In his letter, Soltan also describes the conditions in the initial hours and days after his arrest in August: “We were taken to a police station and tossed into a room nicknamed ‘The Fridge,’ which was a room without seats, benches, windows, and lights,” he writes. “I was not allowed a phone call, nor any communication with a lawyer, with one guard quipping that he could get me anything I wanted, drugs, alcohol, prostitutes. Just not due process.”
“The next morning the officers blindfolded me and led me to a room where a man I could not see asked me a series of questions about our home, our family, and our reasons for being in the country,” he writes.
“One officer sarcastically shared with a fellow officer that he was confused as to why they hadn’t just shot us dead and that he hoped we would attempt to escape so they could hunt us like chickens and kill us,” he writes. “At one of the prisons, I was handcuffed to another inmate, mandating that when I used the bathroom I had to take him in with me.”
During interrogation, security officials accused him of a range of crimes including membership in a terrorist organization and attempting to kill protesters, he says in the letter. “I was completely shocked that such charges, none of which had any basis in reality,” he writes. His attorney, Ahmed Alghayesh, says in a phone interview that the charges are politicized and that there is “no evidence” for any of them.
Soltan’s father, Cairo University professor and prominent Muslim Brotherhood member Salah Soltan, was also arrested in September. His detention came a few days after he broke ranks with the Brotherhood by publicly apologizing for the movement’s mistakes.
According to Mohamed Soltan’s sister, clinical social worker Hanaa Soltan, the letter was handwritten in pen on a yellow legal pad and transported from the prison by a visitor to the detention facility. Members of his family then typed up the letter before releasing it to the media.
Speaking on the phone from Washington, D.C., she says that the physical abuse described in the letter took place in the initial days of her brother’s detention in the Wadi Natrun prison, north of Cairo. Soltan has since been moved to Cairo’s Tora prison. She says her brother told her in a phone conversation that he had been beaten directly on the incision left by the surgery to treat his gunshot wound and that his shoulder had been dislocated.

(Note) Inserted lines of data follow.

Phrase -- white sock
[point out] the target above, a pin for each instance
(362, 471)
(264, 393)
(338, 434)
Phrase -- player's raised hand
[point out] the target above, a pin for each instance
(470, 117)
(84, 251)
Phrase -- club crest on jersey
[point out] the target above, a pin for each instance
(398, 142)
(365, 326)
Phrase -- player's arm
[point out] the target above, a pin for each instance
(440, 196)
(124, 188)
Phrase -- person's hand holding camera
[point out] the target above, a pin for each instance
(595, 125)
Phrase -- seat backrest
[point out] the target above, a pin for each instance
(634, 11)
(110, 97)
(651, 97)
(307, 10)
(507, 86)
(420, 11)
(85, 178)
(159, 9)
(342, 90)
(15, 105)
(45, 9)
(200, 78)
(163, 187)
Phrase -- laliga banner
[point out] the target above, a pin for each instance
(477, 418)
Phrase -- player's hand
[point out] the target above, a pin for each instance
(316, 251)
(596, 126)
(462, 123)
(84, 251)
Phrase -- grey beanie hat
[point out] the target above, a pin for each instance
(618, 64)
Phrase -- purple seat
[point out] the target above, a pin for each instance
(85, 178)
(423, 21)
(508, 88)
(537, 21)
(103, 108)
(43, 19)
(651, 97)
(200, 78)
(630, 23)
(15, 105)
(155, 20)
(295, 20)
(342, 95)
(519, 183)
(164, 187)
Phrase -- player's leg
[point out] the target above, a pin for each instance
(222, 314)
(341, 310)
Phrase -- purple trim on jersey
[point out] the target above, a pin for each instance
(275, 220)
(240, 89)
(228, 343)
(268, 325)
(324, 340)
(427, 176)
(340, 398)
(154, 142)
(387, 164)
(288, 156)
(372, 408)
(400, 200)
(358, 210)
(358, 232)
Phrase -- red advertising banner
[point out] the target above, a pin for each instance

She also says the wound had been treated by a doctor who was detained in the same cell as her brother. Initially, she says, prison officials refused to allow bandages into the cell. “In the meantime he had to tear up a worn undershirt and bandage [the wound] so he could at least cover it,” she says. “It was a really overcrowded cell. You couldn’t sleep, they had to take shifts; most of them would stand while some lay down and got some sleep.”
Visitors were eventually allowed to bring bandages with which to treat his arm, she says. Officials had told her that Soltan would be permitted treatment in a hospital by Monday, but she was not able to confirm that the hospital visit had taken place. She says U.S. embassy personnel were also eventually able to visit him more than three weeks after his arrest.
“There is no system there,” says Hanaa, expressing frustration over what she says was lack of due process. “It’s laughable, almost, how unsystematic it is.”
Though Egypt’s recent season of political violence has subsided for the moment, the interim government shows no signs of easing its nationwide clampdown on Islamists and other opponents. As a result, with a police force and judicial system deeply shaped by decades of authoritarian rule under former President Hosni Mubarak, those imprisoned in the recent season of political violence face an ordeal that is unlikely to end soon.